Wednesday, October 19, 2005

Technology uses rust to remove arsenic in water
Town will receive control of system in 2007

Argen Duncan El Defensor Chieftain reporter

A recent state grant to a private company has put San Antonio on a track to have a cost-efficient removal of arsenic from drinking water by May 2006.
Subsurface Technologies Inc. received a grant of $860,000 in September from the New Mexico Gov. Richardson's Water Innovation II Grant Initiative to continue to develop and implement belowground technology that uses rust to remove arsenic from water without creating waste.
"I really hope that this technology will reduce the cost and make it easier for the small communities in New Mexico to deal with the new arsenic regulations," said Subsurface Technologies scientist Gregory Miller. "And I thank all the groups that have funded this project in the past and present."
He also said the development would not have come as far without cooperation from the San Antonio Mutual Domestic Water Users Association.
Miller said half the grant is to be used for building the system, called Subsurface Treatment for Arsenic Removal, and the other half for monitoring its performance and operating it for a year. He said the technology will operate on a newly drilled well.
Miller said he hopes to start design and construction in November and finish in April 2006, with the technology operational by the next month.

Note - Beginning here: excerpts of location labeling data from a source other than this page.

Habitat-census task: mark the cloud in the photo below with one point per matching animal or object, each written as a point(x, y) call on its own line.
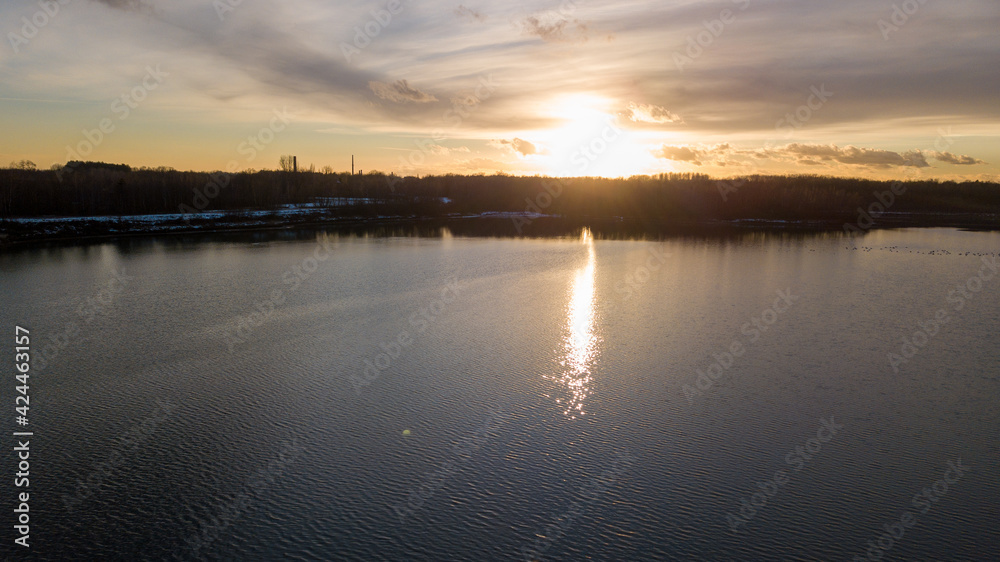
point(470, 14)
point(807, 155)
point(520, 146)
point(851, 155)
point(481, 164)
point(554, 27)
point(444, 150)
point(648, 113)
point(958, 160)
point(693, 155)
point(127, 5)
point(681, 154)
point(400, 92)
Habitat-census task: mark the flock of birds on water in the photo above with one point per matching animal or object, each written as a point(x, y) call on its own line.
point(900, 250)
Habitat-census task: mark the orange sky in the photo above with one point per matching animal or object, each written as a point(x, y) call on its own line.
point(572, 88)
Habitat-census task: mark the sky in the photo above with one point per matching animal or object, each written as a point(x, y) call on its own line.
point(861, 88)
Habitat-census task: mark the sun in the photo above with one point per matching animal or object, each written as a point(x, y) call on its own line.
point(592, 141)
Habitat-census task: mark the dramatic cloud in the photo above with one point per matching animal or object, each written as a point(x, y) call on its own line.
point(520, 146)
point(958, 160)
point(851, 155)
point(648, 113)
point(469, 14)
point(136, 5)
point(810, 155)
point(695, 156)
point(681, 154)
point(554, 27)
point(234, 65)
point(400, 92)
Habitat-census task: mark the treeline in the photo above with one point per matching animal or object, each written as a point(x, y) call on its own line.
point(98, 189)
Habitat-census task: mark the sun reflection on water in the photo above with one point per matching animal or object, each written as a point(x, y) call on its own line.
point(580, 343)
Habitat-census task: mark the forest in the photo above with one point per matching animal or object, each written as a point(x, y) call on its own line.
point(87, 189)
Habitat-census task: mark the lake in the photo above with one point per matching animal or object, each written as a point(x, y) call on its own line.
point(313, 395)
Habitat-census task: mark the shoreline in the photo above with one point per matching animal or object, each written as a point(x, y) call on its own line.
point(23, 232)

San Antonio is to receive control of the system in early 2007.
Water Users Association Operations Manager Fred Hollis said San Antonio is now using a well that provides enough water for winter needs but not for summer.

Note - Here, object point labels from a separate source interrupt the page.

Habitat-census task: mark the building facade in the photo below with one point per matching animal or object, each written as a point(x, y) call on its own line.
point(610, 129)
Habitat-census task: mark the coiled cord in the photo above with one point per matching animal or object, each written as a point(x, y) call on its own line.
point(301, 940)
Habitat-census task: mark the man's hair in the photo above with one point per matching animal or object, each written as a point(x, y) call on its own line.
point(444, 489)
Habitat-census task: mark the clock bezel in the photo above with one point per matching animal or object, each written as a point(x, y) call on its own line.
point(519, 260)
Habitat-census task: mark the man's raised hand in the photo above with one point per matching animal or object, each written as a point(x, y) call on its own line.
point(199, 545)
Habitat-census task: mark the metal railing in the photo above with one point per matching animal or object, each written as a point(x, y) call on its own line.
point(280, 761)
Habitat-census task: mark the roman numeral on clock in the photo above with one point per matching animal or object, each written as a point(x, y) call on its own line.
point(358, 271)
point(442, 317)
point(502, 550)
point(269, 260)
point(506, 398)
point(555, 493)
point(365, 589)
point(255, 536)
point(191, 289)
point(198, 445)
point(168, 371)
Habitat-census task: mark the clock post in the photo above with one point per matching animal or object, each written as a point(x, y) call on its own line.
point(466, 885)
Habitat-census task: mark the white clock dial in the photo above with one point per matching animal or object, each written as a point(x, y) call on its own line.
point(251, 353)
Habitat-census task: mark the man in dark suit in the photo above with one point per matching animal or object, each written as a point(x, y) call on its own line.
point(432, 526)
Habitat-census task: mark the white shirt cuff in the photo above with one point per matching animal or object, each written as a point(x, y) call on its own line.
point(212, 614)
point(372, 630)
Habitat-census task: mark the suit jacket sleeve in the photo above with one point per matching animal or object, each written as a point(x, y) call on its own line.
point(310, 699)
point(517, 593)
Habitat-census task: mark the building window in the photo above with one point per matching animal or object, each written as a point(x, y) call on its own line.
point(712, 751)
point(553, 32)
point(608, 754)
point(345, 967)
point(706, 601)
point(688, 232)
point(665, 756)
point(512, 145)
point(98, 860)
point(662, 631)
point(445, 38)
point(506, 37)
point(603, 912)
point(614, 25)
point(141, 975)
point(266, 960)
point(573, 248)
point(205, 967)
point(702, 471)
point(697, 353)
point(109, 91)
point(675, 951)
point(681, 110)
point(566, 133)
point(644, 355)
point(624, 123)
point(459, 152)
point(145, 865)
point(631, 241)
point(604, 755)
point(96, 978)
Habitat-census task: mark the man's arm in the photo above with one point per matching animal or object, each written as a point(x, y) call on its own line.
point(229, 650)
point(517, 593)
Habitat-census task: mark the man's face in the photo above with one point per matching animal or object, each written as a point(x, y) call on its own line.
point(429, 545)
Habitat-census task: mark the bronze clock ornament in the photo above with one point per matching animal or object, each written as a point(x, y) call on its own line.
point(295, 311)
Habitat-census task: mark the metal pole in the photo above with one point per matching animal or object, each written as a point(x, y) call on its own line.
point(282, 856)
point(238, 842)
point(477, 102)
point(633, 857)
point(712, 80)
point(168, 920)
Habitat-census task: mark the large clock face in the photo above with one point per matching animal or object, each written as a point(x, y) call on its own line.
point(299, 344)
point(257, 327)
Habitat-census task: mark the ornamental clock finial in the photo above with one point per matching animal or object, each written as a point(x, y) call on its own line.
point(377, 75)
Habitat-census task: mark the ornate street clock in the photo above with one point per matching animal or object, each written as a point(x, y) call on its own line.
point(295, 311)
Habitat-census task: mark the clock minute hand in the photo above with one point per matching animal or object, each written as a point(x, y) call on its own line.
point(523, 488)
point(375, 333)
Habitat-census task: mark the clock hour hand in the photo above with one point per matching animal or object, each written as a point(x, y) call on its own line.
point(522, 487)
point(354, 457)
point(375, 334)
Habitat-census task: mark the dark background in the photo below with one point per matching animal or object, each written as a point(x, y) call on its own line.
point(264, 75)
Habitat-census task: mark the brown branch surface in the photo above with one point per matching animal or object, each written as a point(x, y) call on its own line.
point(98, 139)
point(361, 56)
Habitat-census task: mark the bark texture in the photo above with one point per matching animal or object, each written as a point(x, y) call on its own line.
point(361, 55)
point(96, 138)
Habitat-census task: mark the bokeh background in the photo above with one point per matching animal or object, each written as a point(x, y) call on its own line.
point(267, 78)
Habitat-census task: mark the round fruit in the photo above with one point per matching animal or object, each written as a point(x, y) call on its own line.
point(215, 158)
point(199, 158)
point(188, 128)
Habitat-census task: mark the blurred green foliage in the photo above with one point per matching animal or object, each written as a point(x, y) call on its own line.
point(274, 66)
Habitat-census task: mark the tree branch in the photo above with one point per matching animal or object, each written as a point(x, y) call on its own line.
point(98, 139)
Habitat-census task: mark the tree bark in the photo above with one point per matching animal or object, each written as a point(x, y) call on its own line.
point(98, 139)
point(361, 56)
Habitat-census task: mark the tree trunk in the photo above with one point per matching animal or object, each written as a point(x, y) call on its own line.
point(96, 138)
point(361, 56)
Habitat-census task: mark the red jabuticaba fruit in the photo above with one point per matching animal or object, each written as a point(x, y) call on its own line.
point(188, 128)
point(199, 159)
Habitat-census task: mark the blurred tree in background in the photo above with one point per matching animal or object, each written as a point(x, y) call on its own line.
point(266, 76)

The technology's cost will depend on the amount of arsenic but will probably be $500,000 to $750,000, he said.
Although Miller hasn't yet tested the well, he said that area of the aquifer has 17 parts per billion of arsenic, as opposed to the maximum of 10 parts per billion that regulations mandate.
Hollis said STAR looks like a good technology. With aboveground systems, operators must dispose of filter material.

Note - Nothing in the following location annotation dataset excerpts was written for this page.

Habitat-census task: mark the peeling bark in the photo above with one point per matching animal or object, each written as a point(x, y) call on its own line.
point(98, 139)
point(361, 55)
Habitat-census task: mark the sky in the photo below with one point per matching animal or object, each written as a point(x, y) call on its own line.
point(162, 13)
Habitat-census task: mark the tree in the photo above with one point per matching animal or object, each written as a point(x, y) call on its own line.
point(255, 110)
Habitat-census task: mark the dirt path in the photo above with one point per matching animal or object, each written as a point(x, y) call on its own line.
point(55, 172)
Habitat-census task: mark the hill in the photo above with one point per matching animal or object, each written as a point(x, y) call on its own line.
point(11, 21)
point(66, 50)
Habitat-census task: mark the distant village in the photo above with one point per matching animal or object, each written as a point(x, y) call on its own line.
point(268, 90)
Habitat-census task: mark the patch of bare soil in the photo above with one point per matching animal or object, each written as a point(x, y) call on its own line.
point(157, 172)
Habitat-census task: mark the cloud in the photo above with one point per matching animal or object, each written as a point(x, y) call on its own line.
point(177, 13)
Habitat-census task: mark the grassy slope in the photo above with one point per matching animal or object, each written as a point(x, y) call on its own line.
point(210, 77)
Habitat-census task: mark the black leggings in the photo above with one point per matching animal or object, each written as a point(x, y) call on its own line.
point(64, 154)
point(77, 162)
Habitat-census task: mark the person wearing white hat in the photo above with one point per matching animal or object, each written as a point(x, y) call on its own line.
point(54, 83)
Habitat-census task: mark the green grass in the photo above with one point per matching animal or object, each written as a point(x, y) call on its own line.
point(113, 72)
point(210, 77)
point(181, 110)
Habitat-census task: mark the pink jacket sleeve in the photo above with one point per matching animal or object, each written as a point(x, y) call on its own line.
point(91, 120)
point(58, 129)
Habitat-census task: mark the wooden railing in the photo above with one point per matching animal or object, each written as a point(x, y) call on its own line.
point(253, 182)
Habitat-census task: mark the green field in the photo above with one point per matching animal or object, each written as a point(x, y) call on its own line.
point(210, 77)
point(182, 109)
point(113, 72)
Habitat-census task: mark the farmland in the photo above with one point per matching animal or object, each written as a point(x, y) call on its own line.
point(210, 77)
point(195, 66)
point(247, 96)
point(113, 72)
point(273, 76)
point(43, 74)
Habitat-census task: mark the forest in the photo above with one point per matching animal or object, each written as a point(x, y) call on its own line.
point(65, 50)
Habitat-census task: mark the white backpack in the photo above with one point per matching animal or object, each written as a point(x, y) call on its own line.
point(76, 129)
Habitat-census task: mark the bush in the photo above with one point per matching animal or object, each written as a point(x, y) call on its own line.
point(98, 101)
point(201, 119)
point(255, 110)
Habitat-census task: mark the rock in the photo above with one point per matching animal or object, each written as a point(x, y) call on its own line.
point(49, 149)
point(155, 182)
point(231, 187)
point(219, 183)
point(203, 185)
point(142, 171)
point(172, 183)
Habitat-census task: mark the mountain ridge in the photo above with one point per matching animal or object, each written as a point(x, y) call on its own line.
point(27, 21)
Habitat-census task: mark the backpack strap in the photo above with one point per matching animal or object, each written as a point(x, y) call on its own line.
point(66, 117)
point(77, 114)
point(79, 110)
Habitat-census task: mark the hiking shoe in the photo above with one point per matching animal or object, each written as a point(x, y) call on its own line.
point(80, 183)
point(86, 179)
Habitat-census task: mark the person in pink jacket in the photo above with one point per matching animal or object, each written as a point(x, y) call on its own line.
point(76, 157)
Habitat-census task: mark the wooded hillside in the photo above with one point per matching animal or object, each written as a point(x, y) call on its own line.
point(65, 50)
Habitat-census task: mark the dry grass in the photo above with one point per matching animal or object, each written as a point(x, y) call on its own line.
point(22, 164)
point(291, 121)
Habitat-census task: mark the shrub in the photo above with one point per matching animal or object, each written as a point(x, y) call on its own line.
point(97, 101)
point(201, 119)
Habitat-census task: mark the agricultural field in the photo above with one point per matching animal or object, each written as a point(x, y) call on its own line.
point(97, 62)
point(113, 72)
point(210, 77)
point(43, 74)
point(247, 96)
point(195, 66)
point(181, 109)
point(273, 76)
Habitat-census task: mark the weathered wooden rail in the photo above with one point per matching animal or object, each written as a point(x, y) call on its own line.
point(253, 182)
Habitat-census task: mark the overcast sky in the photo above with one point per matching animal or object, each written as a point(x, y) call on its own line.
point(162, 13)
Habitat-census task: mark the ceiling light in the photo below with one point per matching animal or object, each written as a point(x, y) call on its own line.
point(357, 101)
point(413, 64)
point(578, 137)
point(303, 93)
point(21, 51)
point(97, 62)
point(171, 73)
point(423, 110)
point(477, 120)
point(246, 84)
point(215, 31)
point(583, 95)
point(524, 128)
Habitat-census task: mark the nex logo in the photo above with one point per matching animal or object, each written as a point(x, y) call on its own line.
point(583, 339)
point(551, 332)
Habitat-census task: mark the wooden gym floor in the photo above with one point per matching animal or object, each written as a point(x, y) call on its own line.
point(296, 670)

"But by using this underground technology, you don't have any filter media to get rid of," Hollis said.
Miller said he thinks the system will become widespread.
"It won't work everywhere, but we believe it to be very competitive where it will work," he said, adding that places around the nation and world have the right conditions.
The system requires more knowledge of the aquifer but has the same capital costs as other technologies on wells of similar sizes, Miller said. It has no expense for waste management and doesn't waste water. He also believes the cost of operation is less.
"The biggest cost of the technology is drilling wells around the well that's producing water," he said, adding that his system is not cost-efficient if wells must be very deep.
The technology uses a ring of wells around the water-providing well to introduce oxygen, and iron if necessary, into the aquifer to form rust to create a subsurface renewable filter.
"We know that arsenic likes to stick to iron oxides, various kinds of rust," Miller said.
With the technology, arsenic bonds to the rust, and the attached chemicals coat grains of soil and gravel in the aquifer. This removes iron, a water-quality problem itself, and arsenic from the water.
Miller said the system also removes undesirable manganese from the water.
Some well water already has enough iron to treat the arsenic, he said. In these cases, operators would add oxygen to form rust.
If the soil did not contain enough iron, they would add it in pulses before introducing oxygen, he said.
The chemicals going into soil will not cause problems, he said.
"We know that these iron-oxides, once formed, are stable for long periods of time," Miller said. "It would take really dramatic changes in the aquifer conditions to cause them to re-dissolve."
Every time operators add more iron, he said, a new layer of rust bonded with arsenic coats the particles in the aquifer, so the substances encapsulate themselves, which keeps them from posing a threat.
Miller also said the concentration of arsenic in the filter material isn't significantly different from what naturally occurs in New Mexico soils.